The Conroe office is a satellite office serving Austin, Chambers, Liberty, Montgomery, Walker and Waller counties.
  • There are 32 full-time employees on staff with the Houston-Galveston Area Agency on Aging.
  • The AAA is funded through the Older Americans Act, enacted in 1965 to help vulnerable older adults live in the community safely for as long as possible.
  • The Houston-Galveston AAA served 7,605 Montgomery County residents in fiscal year 2022-23, not including clients served through information and referral, and benefits counseling.
Before you go

During the COVID-19 pandemic, needs became more complex, Freitag-Hejja said. For Montgomery County alone, the agency received more than $222,000 in federal COVID-19 relief funds for meals, for example. But other needs emerged arising from that crisis, she said.
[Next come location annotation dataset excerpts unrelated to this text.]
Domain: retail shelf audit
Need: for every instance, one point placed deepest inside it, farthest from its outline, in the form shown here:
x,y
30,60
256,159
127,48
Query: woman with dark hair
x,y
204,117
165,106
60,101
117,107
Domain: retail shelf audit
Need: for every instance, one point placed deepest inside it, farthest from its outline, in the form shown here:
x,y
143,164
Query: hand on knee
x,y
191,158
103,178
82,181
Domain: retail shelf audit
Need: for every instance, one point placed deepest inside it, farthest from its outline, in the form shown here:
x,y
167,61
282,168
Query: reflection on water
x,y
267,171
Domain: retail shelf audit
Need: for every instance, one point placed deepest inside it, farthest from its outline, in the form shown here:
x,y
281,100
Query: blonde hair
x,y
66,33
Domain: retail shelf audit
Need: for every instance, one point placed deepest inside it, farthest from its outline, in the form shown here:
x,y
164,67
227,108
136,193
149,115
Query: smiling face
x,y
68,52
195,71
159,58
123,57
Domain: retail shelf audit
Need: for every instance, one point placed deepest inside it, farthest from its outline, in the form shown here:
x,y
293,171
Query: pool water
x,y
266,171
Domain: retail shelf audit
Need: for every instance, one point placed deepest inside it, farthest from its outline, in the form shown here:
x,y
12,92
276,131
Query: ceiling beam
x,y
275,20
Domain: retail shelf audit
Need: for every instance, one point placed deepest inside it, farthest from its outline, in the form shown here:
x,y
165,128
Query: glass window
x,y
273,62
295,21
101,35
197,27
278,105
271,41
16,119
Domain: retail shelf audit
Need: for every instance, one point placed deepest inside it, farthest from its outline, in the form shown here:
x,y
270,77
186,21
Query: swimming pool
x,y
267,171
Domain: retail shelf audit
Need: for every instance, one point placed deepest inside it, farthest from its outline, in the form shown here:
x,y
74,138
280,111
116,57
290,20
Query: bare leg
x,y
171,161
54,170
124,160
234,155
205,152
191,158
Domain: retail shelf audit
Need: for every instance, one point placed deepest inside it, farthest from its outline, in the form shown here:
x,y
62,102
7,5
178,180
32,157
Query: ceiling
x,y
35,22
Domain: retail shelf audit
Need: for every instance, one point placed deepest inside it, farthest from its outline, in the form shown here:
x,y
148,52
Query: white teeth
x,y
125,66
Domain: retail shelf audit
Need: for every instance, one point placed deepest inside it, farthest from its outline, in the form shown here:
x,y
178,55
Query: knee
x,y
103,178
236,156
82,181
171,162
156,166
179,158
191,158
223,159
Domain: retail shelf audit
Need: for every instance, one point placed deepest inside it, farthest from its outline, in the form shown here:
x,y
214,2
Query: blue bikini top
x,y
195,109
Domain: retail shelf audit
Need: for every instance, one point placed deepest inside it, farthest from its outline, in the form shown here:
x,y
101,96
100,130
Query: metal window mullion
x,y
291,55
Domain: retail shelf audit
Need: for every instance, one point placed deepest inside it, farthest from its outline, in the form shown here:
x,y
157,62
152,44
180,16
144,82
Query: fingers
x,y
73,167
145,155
"There were a lot of people who were just very lonely," she said. "We saw definitely the importance of maintaining social connections."

Housing needs also escalated during that period, in part because many older adults moved in with loved ones, and the pressures of cohabitating resulted in individuals looking for different housing arrangements.

This year is the last year in which enhanced funding from the COVID-19 pandemic has been used to boost training in areas such as public health, Freitag-Hejja said.

"It's allowed our staff to cross train a little bit, but a lot of it has just been able to really supplement what we already do and allow us to help more people, which means shorter wait lists ... and more people getting help," she said.